The feeling of love, under the influence of raging hormones hoodwinks the victim into believing, this is it. Never again will I feel this way! Predators can make the victim feel worthy and special. Most vulnerable are those teenagers who come from a dysfunctional family. Their emotional needs unmet at home, they seek validation from outside.
Being ‘in love’ is so romantic. The thought of having someone special with whom you could take on the world is unmatchable. Chocolates, teddy bears, hearts, and roses make sense, but only for a day. Real life comes back after 24 hours. It is like the chiming of the clock at midnight when Cinderella goes back to real life and prince is not really a prince.
Happily ever after movies, fairy tales, novels and dramas (especially those with stark status differentials between the hero and the heroine) essentially tune the young minds out of reality.
I am anti-love? You may ask. Not at all.
I just want you to get into it with eyes wide open.

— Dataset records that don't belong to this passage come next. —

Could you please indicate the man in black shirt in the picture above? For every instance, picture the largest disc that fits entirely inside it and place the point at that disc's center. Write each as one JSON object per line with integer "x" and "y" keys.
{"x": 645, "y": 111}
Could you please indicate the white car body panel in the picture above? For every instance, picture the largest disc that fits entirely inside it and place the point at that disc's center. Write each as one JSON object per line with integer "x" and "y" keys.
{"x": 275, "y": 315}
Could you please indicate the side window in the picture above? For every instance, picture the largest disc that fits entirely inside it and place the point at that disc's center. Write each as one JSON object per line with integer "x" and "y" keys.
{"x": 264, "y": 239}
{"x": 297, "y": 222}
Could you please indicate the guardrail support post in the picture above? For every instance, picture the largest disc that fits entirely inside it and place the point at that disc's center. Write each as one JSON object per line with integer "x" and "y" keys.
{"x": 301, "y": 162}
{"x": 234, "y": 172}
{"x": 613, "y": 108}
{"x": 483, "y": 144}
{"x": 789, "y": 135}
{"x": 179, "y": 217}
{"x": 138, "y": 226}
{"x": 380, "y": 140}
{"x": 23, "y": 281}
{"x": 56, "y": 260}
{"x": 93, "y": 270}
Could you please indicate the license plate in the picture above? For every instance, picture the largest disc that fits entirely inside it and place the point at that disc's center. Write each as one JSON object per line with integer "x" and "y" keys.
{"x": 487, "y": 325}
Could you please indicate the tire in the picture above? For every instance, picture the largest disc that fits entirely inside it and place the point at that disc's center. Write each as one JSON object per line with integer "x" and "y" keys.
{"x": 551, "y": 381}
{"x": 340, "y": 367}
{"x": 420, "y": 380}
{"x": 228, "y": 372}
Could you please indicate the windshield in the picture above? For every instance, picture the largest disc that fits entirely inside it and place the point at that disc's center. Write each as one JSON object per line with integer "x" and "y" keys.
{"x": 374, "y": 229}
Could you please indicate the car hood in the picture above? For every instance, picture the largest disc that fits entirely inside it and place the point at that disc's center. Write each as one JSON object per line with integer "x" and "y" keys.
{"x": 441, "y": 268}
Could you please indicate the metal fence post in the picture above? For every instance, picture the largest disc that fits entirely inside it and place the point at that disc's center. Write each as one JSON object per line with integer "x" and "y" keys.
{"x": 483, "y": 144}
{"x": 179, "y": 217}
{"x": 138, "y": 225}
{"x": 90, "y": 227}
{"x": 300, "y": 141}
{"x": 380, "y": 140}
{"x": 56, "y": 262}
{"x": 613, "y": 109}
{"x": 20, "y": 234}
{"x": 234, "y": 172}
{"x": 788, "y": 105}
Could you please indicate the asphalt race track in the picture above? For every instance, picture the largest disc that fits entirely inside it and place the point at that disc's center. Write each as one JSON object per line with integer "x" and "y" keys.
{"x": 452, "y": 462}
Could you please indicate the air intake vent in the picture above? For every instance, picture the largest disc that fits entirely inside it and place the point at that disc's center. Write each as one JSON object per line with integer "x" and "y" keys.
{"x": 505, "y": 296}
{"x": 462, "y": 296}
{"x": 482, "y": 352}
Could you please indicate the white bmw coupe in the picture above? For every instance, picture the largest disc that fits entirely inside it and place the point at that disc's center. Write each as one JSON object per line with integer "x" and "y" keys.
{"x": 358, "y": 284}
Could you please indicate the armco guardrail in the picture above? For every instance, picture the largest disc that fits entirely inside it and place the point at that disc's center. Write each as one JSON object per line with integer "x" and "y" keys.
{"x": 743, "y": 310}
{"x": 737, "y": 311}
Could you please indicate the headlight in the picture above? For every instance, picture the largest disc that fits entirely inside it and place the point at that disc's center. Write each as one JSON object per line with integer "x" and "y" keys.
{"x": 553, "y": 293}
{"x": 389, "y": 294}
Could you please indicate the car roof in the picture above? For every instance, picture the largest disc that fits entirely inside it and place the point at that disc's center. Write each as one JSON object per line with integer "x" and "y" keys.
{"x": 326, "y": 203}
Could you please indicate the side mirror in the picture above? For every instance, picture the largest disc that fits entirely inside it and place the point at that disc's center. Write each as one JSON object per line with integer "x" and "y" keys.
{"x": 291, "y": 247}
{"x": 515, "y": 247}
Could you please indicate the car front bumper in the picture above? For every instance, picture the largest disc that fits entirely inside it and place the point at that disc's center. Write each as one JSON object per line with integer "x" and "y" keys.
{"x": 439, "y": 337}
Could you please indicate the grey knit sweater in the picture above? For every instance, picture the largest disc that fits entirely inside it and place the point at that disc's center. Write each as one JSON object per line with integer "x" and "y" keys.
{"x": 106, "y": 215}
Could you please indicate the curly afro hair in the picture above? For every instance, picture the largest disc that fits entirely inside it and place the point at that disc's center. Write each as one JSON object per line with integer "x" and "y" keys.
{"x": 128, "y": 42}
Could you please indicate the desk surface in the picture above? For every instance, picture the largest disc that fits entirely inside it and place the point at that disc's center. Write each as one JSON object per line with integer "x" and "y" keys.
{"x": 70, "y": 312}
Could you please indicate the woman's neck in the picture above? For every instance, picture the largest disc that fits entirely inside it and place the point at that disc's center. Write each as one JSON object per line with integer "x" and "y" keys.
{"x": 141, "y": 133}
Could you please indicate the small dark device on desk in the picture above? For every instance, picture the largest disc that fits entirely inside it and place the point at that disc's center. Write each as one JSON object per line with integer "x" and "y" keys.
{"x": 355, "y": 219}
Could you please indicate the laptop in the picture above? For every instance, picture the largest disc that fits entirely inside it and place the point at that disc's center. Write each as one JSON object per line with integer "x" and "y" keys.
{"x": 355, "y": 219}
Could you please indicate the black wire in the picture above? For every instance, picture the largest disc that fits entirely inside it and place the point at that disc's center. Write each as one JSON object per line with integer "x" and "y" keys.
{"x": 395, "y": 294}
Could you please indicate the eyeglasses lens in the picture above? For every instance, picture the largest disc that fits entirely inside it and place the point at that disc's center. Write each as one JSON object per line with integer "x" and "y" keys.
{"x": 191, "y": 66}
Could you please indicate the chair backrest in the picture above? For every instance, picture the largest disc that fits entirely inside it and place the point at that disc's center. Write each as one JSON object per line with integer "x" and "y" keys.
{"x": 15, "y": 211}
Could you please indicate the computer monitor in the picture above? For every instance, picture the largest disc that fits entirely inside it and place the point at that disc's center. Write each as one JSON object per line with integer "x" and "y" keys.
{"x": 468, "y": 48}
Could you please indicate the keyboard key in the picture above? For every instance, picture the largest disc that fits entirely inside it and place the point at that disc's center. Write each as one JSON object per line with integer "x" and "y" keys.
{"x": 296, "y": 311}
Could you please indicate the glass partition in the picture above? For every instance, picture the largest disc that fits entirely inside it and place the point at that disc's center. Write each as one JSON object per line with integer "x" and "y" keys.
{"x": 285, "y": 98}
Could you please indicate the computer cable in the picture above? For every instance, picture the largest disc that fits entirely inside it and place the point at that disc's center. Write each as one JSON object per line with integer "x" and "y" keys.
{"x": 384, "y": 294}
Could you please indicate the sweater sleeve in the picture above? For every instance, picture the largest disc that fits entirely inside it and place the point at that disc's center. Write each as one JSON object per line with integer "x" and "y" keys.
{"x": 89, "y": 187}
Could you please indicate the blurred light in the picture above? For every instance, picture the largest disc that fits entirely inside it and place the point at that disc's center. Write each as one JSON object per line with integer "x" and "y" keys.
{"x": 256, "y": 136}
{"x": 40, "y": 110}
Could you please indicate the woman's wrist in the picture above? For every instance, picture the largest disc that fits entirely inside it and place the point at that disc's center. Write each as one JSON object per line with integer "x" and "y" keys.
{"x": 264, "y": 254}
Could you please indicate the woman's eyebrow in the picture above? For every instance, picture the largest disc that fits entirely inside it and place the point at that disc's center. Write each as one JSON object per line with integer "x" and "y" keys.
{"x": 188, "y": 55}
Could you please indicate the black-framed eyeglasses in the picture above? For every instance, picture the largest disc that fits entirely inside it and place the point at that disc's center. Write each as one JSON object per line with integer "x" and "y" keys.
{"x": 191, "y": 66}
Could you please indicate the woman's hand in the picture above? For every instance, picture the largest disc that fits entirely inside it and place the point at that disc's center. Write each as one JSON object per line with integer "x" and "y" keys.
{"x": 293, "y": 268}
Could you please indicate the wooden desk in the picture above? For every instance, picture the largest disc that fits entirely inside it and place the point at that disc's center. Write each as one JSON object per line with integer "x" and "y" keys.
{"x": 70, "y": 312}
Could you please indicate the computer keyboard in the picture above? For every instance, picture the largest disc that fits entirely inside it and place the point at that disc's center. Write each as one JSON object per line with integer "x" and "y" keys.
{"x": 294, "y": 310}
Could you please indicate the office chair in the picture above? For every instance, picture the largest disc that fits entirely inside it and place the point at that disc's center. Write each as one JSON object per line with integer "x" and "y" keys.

Then, that wouldn’t be love, I hear you say. It will be, trust me, the kind that lives happily beyond the end.
Loving one’s own self should take precedence over every love that you may so desire. And this demands that you are empowered and in charge of your own life before you decide to share it with someone else.
So play, learn, live and love; in that order.
Happy Valentine’s Day.
The writer is medical doctor and currently serves as the Police Surgeon, Karachi.